Cell In[1], line 319, in vit_inplace_copy_weights(src_model, dst_model)
    236 flax_model_params_fstate = flax_model_params.flat_state()
    238 params_name_mapping = {
    239     ("cls_token",): ("vit", "embeddings", "cls_token"),
    240     ("position_embeddings",): (
   (...)    316     }
    317 }
--> 319 nonvisited = set(flax_model_params_fstate.keys())
    321 for key1, key2 in params_name_mapping.items():
    322     assert key1 in flax_model_params_fstate, key1

AttributeError: 'FlatState' object has no attribute 'keys'

Load packages

# to have a progress bar during training
import tqdm

# to visualize evolution of loss and sample data
import matplotlib.pyplot as plt

Training and evaluation functions

bar_format = "{desc}[{n_fmt}/{total_fmt}]{postfix} [{elapsed}<{remaining}]"

def train_one_epoch(epoch):
    model.train()
    with tqdm.tqdm(
        desc=f"[train] epoch: {epoch}/{num_epochs}, ",
        total=total_steps,
        bar_format=bar_format,
        leave=True,
    ) as pbar:
        for batch in train_loader:
            loss = train_step(model, optimizer, batch)
            train_metrics_history["train_loss"].append(loss.item())
            pbar.set_postfix({"loss": loss.item()})
            pbar.update(1)

def evaluate_model(epoch):
    model.eval()

    eval_metrics.reset()
    for val_batch in val_loader:
        eval_step(model, val_batch, eval_metrics)

    for metric, value in eval_metrics.compute().items():
        eval_metrics_history[f'val_{metric}'].append(value)

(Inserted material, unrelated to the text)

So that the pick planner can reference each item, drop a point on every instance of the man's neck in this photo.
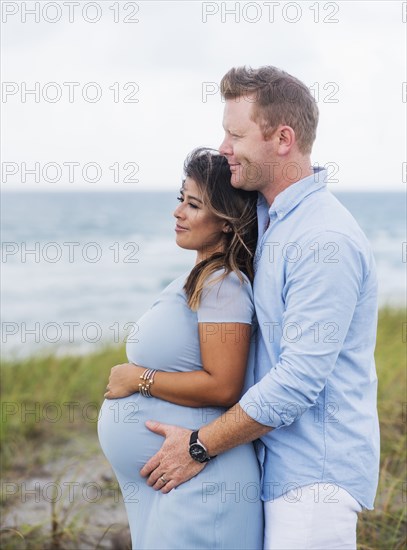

    print(f"[val] epoch: {epoch + 1}/{num_epochs}")
    print(f"- total loss: {eval_metrics_history['val_loss'][-1]:0.4f}")
    print(f"- Accuracy: {eval_metrics_history['val_accuracy'][-1]:0.4f}")

Train the model

%%time

for epoch in range(num_epochs):
    train_one_epoch(epoch)
    evaluate_model(epoch)
---------------------------------------------------------------------------
NameError                                 Traceback (most recent call last)
File <timed exec>:1

NameError: name 'num_epochs' is not defined

OOM issues

As you can see, I ran out of memory when running this code on my machine.

Out of memory (OOM) problems are common when trying to train a model with JAX on GPUs. See for instance this question on Stack Overflow and this issue in the JAX repo.

According to the JAX documentation on GPU memory allocation, you can try the following:

import os
os.environ['XLA_PYTHON_CLIENT_PREALLOCATE'] = 'false'
os.environ['XLA_PYTHON_CLIENT_ALLOCATOR'] = 'platform'
os.environ['XLA_PYTHON_CLIENT_MEM_FRACTION'] = '0.5'

or, if you use IPython (or Jupyter which runs IPython), you can use the equivalent syntax using the IPython built-in magic command to set environment variables %env:

%env XLA_PYTHON_CLIENT_PREALLOCATE=false
%env XLA_PYTHON_CLIENT_ALLOCATOR=platform
%env XLA_PYTHON_CLIENT_MEM_FRACTION=0.5

None of these solutions worked for me neither on my machine nor on Cedar and I am starting to suspect that there is a problem with this particular version of jaxlib.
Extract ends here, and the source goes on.